Mental preparation is key to survival. We have been preparing for a long time, but that doesn’t mean we think of everything. Like the new radio in the vehicle. It has been there for several months, but it did not occur to me that it would leave me without radio contact if I were on foot. I am grateful that I have been getting this nudge to upgrade my pack, otherwise I don’t know how long it would have been before I realized I needed a handheld radio. It may have been too late. This is one instance I am glad to discover the inadequacy now. There are sometimes that failure is not an option. 

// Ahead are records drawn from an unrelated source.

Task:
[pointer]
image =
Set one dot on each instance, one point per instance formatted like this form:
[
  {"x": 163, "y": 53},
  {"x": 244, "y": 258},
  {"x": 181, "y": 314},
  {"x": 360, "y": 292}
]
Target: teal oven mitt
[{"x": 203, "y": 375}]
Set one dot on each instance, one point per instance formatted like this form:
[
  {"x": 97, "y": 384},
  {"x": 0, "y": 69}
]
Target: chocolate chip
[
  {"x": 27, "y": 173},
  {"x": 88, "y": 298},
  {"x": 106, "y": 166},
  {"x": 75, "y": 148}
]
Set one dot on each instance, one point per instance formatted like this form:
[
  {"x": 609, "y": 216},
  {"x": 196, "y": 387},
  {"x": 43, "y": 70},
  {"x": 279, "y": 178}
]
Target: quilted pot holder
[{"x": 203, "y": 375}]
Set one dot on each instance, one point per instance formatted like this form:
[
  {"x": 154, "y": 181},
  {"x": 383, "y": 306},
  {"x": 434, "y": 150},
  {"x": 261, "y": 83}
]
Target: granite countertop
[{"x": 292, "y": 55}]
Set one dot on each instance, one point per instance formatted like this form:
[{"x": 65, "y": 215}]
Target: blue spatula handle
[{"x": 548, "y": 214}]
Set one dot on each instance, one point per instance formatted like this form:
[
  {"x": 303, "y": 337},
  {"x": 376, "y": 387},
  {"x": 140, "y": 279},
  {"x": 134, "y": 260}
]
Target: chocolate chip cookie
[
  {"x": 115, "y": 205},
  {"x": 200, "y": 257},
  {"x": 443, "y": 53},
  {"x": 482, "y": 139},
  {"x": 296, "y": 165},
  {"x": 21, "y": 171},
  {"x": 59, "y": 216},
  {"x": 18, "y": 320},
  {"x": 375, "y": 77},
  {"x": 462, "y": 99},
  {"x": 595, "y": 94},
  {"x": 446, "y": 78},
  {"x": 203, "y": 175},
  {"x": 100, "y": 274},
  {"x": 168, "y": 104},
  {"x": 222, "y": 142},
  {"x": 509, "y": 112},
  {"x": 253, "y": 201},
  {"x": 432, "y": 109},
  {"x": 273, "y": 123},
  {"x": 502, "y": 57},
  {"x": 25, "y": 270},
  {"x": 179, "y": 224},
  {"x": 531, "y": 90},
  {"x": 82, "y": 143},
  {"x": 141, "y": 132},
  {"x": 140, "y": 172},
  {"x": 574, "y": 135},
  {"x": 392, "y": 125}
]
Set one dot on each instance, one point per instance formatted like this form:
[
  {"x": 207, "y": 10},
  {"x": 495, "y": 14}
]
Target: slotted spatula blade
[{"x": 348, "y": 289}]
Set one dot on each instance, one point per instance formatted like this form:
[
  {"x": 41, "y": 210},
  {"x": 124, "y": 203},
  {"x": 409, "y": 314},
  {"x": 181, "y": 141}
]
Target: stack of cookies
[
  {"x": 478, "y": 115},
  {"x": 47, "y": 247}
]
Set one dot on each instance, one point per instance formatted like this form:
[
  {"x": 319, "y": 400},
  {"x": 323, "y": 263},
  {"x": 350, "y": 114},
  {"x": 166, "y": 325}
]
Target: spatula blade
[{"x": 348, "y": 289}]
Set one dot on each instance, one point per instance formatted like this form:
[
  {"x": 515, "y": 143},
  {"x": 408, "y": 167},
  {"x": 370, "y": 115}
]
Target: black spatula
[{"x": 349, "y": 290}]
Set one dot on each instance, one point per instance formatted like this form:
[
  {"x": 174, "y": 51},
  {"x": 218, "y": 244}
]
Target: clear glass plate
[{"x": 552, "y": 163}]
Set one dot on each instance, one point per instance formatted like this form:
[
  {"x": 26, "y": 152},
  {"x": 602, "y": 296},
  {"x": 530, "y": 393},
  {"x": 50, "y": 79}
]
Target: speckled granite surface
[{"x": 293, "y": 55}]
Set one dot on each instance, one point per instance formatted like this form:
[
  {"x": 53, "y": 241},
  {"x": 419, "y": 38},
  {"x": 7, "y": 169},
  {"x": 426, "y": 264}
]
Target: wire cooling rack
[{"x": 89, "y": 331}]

Frank has known for a long time that communications will be a key component in a survival situation. There are some basic, simple steps that can be taken to increase your ability to communicate with your loved ones, as well as listen to what is happening in your area should a disaster or collapse occur. Anyone can broadcast on any

frequency, including ham radio frequencies, in an emergency if there are no other means of communication available. The ability to prepare for and survive some of the situations coming our way may hinge on our ability to hear what is coming. If you have a group of people in your area that can communicate via radio in a grid down, collapse situation, it may save your life. You may be able to know if there is danger heading your way. You may be able to warn someone else if danger is heading their way. It is another layer of preparation that may make all the difference in the world. Radio communications will also bring at least some information, whether it is local, national, or worldwide, in a time when all information is cut off. Not knowing anything about what is happening when we are used to massive amounts of information at the click of a button will be a huge change for all of us, and a difficult one, at best.

I challenge you to give some serious thought to your situation and prepare for a way to get home on foot. The day may never arrive when you need it, and I pray that is the case. But, Frank has a good saying that he has picked up along the way. “I would rather be a prepared fool than an unprepared fool.” It may mean all the difference in the world to those you love.